Human melanopsin-AAV2/8 transfection to retina transiently restores visual function in rd1 mice

Ming-Ming Liu 1,2, Jia-Man Dai 1,2, Wen-Yi Liu 1,2, Cong-Jian Zhao 1,2, Bin Lin 3, Zheng-Qin Yin 1,2
PMCID: PMC4886882  PMID: 27275417

Abstract

AIM

To explore whether ectopic expression of human melanopsin can effectively and safely restore visual function in rd1 mice.

METHODS

Hematoxylin-eosin staining of retinal sections from rd1 mice was used to detect the thickness of the outer nuclear layer to determine the timing of surgery. We constructed a human melanopsin-AAV2/8 viral vector and injected it into the subretinal space of rd1 mice. The Phoenix Micron IV system was used to exclude the aborted injections, and immunohistochemistry was used to validate the ectopic expression of human melanopsin. Furthermore, visual electrophysiology and behavioral tests were used to detect visual function 30 and 45d after the injection. The structure of the retina was compared between the human melanopsin-injected group and phosphate buffer saline (PBS)-injected group.

RESULTS

Retinas of rd1 mice lost almost all of their photoreceptors on postnatal day 28 (P28). We therefore injected the human melanopsin-adeno-associated virus (AAV) 2/8 viral vector into P30 rd1 mice. After excluding aborted injections, we used immunohistochemistry of the whole mount retina to confirm the ectopic expression of human melanopsin by co-expression of human melanopsin and YFP that was carried by a viral vector. At 30d post-injection, visual electrophysiology and the behavioral test significantly improved. However, restoration of vision disappeared 45d after human melanopsin injection. Notably, human melanopsin-injected mice did not show any structural differences in their retinas compared with PBS-injected mice.

CONCLUSION

Ectopic expression of human melanopsin effectively and safely restores visual function in rd1 mice.
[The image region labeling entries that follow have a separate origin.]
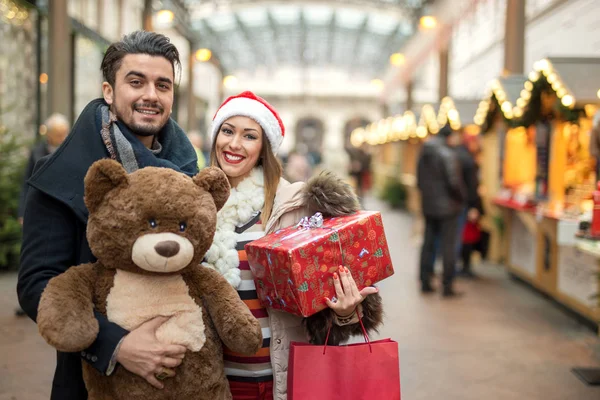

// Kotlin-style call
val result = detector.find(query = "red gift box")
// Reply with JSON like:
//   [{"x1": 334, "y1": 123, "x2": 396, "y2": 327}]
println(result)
[{"x1": 245, "y1": 211, "x2": 394, "y2": 317}]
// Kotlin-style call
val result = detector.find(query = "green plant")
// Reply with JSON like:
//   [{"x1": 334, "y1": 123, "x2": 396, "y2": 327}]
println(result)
[
  {"x1": 381, "y1": 179, "x2": 408, "y2": 209},
  {"x1": 0, "y1": 124, "x2": 27, "y2": 269}
]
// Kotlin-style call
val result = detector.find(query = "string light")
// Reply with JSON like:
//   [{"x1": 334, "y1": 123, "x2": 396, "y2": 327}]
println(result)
[{"x1": 0, "y1": 0, "x2": 29, "y2": 26}]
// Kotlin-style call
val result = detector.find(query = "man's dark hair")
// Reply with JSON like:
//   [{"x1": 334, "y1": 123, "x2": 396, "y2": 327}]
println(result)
[{"x1": 100, "y1": 31, "x2": 181, "y2": 88}]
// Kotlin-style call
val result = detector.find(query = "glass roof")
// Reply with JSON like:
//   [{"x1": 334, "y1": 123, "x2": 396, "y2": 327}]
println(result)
[{"x1": 180, "y1": 0, "x2": 433, "y2": 78}]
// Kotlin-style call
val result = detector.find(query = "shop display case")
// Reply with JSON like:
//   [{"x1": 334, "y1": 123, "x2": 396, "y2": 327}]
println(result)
[{"x1": 490, "y1": 58, "x2": 600, "y2": 328}]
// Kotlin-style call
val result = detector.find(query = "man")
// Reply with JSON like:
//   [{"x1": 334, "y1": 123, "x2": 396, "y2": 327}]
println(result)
[
  {"x1": 417, "y1": 125, "x2": 466, "y2": 297},
  {"x1": 15, "y1": 113, "x2": 69, "y2": 317},
  {"x1": 17, "y1": 32, "x2": 198, "y2": 400}
]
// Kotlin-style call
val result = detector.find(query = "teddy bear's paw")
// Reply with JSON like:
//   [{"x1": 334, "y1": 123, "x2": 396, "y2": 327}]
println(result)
[{"x1": 38, "y1": 317, "x2": 99, "y2": 353}]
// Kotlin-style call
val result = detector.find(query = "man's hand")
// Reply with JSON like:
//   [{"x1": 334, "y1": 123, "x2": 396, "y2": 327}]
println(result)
[{"x1": 117, "y1": 317, "x2": 186, "y2": 389}]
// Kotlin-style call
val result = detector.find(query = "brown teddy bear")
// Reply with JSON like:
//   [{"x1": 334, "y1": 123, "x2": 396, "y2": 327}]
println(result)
[{"x1": 37, "y1": 160, "x2": 262, "y2": 400}]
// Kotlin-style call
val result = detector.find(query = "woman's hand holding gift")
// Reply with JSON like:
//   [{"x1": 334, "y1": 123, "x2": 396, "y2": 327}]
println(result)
[{"x1": 325, "y1": 265, "x2": 379, "y2": 319}]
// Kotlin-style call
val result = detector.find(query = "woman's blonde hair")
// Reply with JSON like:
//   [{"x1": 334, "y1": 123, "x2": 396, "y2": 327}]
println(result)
[{"x1": 210, "y1": 126, "x2": 283, "y2": 226}]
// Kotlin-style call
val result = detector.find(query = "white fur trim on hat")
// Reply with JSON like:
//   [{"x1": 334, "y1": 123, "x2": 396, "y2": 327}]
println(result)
[{"x1": 211, "y1": 97, "x2": 284, "y2": 154}]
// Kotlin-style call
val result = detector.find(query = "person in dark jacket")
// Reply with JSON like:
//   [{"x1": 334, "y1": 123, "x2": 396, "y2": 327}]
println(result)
[
  {"x1": 19, "y1": 113, "x2": 69, "y2": 225},
  {"x1": 17, "y1": 31, "x2": 198, "y2": 400},
  {"x1": 456, "y1": 134, "x2": 483, "y2": 278},
  {"x1": 15, "y1": 113, "x2": 69, "y2": 317},
  {"x1": 454, "y1": 135, "x2": 479, "y2": 273},
  {"x1": 417, "y1": 126, "x2": 466, "y2": 297}
]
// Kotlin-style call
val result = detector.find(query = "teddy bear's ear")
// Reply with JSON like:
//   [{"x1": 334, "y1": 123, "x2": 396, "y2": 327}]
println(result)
[
  {"x1": 194, "y1": 167, "x2": 229, "y2": 211},
  {"x1": 83, "y1": 158, "x2": 129, "y2": 212}
]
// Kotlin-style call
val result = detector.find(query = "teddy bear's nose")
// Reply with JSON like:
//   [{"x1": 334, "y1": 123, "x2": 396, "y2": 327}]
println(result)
[{"x1": 154, "y1": 240, "x2": 179, "y2": 257}]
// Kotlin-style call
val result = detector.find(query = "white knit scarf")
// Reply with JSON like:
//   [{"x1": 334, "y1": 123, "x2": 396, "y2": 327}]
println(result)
[{"x1": 202, "y1": 167, "x2": 265, "y2": 288}]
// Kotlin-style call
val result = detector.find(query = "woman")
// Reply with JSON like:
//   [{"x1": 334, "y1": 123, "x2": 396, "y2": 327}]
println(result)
[{"x1": 205, "y1": 92, "x2": 382, "y2": 400}]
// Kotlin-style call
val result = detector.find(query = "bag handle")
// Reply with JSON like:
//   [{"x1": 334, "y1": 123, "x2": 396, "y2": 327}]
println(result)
[{"x1": 323, "y1": 311, "x2": 373, "y2": 355}]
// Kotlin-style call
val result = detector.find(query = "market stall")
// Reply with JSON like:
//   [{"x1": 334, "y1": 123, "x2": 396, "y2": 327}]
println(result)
[
  {"x1": 495, "y1": 58, "x2": 600, "y2": 328},
  {"x1": 473, "y1": 75, "x2": 535, "y2": 268}
]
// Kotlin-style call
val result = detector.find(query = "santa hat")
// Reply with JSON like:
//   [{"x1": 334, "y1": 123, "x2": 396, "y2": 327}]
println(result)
[{"x1": 211, "y1": 91, "x2": 285, "y2": 153}]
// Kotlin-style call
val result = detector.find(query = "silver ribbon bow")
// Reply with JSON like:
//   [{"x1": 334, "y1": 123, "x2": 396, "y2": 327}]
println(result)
[{"x1": 296, "y1": 213, "x2": 323, "y2": 229}]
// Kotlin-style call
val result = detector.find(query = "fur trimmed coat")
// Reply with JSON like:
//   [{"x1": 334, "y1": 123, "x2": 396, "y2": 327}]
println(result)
[{"x1": 265, "y1": 173, "x2": 383, "y2": 400}]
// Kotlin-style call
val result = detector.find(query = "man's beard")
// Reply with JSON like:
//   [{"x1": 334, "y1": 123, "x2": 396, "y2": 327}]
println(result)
[{"x1": 113, "y1": 103, "x2": 167, "y2": 137}]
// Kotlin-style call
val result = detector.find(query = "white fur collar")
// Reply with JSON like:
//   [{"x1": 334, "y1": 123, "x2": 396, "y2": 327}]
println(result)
[{"x1": 202, "y1": 167, "x2": 265, "y2": 288}]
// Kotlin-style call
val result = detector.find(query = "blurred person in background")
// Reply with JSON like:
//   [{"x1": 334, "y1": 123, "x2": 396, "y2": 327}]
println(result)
[
  {"x1": 284, "y1": 147, "x2": 312, "y2": 183},
  {"x1": 458, "y1": 134, "x2": 484, "y2": 278},
  {"x1": 187, "y1": 131, "x2": 206, "y2": 170},
  {"x1": 15, "y1": 113, "x2": 70, "y2": 317},
  {"x1": 19, "y1": 113, "x2": 70, "y2": 225},
  {"x1": 346, "y1": 144, "x2": 372, "y2": 204},
  {"x1": 417, "y1": 125, "x2": 466, "y2": 297},
  {"x1": 454, "y1": 132, "x2": 481, "y2": 277},
  {"x1": 17, "y1": 31, "x2": 198, "y2": 400}
]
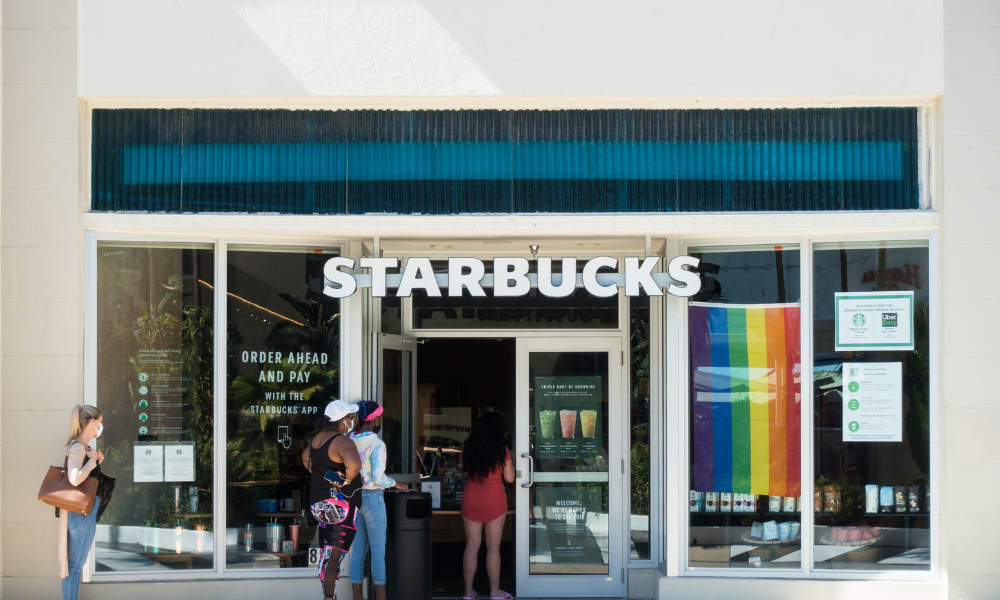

Keywords: human melanopsin, retinal degenerative diseases, visual restoration

INTRODUCTION

Retinal degenerative diseases (RDDs) are the leading cause of vision loss and blindness. With the development of medical technology, an increasing number of mutant genes that cause inherited retinal diseases have been identified, and most of these genes are related to photo transduction pathways[1][3]. As a rapid retinal degeneration model, rd1 mice have a mutation in the phosphodiesterase type 6 (PDE6)-β subunit that causes a complete loss of photoreceptors by postnatal day 30[4]. This animal model has similar gene mutations and phenotypes as some human RDDs[5] and is therefore commonly used as a model to test potential treatments of RDDs. More recently, experimental efforts have explored new drugs[6][7], cell therapies[8][9] and light-sensitive proteins[10][12]. However, drugs can only provide functional benefits in the early stage of RDDs, and the efficacy of cell therapy is dependent on remnant photoreceptor cells. By comparison, light-sensitive proteins show a great potential in the treatment of late RDDs due to their independence on photoreceptor cells. Channelrhodopsin (ChR) and melanopsin, two types of light-sensitive proteins, have raised much attention for restoration of vision. However, ChR originates from Chlamydomonas reinhardtii and is less sensitive to light compared with melanopsin[13].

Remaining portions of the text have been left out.